Just got the first chance to use the TRV coming in from the lot this week. Man! What a pleasure walking in with that vs. the old boot bag with the shoulder digging strap.


----------



## Rushski (Jan 20, 2007)

The Transpack works great and by the amount I'm seeing in lodges this year, people are loving them!

Of course mine is all black and I'll have to find a way to mark it to be easier to find...


----------



## Sky (Jan 20, 2007)

Sorry I missed out on this thread earlier.

I've had a Transpack for three? seasons now.  Christmas gift!  LOVE IT!  I have some crappy older "nylon" boot bag that I still keep for "alternate" weather gear....extra socks, warmer jacket liner, glove inserts, warmer ski pants, fleece pants (for when it's super cold), etc.

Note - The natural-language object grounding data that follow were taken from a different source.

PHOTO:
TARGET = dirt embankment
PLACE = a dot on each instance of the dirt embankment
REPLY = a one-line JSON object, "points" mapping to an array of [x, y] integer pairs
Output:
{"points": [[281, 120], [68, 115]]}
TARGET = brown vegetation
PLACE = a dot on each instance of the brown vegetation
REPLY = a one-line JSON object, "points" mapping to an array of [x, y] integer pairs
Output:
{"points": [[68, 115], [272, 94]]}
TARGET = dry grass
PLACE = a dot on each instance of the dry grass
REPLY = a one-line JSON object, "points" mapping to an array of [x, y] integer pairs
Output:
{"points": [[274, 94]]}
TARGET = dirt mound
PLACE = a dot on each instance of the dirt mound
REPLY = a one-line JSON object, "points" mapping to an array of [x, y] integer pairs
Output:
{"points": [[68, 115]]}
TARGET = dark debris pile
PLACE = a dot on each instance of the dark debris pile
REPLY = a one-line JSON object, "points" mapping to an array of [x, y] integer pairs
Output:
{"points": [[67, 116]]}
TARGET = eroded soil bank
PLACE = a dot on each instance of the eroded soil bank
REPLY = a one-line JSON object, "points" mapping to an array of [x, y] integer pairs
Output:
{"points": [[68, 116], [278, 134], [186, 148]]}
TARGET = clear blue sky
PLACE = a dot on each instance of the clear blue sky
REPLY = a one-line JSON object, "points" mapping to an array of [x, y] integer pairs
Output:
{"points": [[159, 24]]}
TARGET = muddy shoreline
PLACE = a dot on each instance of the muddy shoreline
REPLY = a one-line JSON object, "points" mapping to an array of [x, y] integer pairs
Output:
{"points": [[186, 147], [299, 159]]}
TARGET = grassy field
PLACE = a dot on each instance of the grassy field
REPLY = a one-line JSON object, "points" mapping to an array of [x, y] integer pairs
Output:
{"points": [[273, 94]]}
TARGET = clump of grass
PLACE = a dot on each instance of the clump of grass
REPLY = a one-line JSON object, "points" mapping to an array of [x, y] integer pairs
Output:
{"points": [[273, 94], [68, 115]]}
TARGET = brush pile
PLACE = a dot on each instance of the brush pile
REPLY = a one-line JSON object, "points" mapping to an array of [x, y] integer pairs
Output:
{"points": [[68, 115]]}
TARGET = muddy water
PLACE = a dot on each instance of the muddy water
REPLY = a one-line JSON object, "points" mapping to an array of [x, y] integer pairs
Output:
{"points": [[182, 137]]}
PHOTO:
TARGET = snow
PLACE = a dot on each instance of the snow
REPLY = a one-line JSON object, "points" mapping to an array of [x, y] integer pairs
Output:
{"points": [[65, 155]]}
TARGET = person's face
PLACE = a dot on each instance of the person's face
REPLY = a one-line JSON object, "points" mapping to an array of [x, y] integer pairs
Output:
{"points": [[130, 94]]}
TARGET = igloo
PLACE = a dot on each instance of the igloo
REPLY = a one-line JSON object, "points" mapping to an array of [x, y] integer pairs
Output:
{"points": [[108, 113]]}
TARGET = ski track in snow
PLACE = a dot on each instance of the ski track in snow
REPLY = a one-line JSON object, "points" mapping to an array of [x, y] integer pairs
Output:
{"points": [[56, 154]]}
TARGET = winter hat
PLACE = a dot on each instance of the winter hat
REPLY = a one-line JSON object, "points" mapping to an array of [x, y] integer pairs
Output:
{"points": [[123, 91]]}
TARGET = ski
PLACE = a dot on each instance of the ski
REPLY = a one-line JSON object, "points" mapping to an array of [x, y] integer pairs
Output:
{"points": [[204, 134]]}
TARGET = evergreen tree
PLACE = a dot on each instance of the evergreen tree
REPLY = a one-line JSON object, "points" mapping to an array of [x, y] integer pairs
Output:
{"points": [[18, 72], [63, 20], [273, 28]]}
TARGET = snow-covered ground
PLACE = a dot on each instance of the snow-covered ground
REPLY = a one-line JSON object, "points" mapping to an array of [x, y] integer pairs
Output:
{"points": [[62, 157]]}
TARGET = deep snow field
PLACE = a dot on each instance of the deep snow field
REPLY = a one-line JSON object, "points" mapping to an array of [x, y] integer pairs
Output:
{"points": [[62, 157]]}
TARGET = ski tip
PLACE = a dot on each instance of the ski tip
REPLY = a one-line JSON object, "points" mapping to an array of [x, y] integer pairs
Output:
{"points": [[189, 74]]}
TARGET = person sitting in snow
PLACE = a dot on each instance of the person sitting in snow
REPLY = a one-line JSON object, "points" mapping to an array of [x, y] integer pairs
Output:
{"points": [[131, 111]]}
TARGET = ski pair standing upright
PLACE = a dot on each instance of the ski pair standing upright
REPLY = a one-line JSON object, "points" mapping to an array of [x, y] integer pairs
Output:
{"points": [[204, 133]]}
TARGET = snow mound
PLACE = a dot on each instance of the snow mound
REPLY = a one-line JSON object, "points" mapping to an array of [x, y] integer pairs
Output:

So I toss that in the truck....but draw from it as needed and leave it in the truck.  The Transpack holds everything else (except my coat...I wear that).  My sole length is 361.

One thig I discovered...and due mostly to my Herman Munster-sized boots......I have to put the boots in first THEN jam the center with my other goo...helmet last.


----------



## BeanoNYC (Jan 20, 2007)

Glad you like it Greg...It certainly makes the trek from the car a lot easier.


----------



## Ski&Ride (Feb 7, 2007)

Another thumbs up for the Transpack.  After years of using a basic duffel bag (no one will steal an old crappy all black duffel bag), I picked up the XT1 this year and love it.  Only bought a new bag because it was too hard to carry my gear and my kids skis as well.  The deal I made with my kids when we started skiing as a family last year is that they needed to carry their own bags.  Now I want to buy the the smaller Transpacks for them  so they can carry their own skis as well.


----------



## dropKickMurphy (Mar 6, 2007)

Just bought the TRV for myself and a blue floral XTW for my daughter. Both appear to be very well designed and constructed. Can't wait to try them out this weekend.

I did a bit of searching online and found the best price at http://www.iskishop.com which is Inverness Ski Shop in Waitsfield, VT.

They have the TRV for $71.96, the XT-1 (and XTW) for $47.96. They didn't charge me any shipping (free on orders > $100) and they were at my door 2 days after ordering.


----------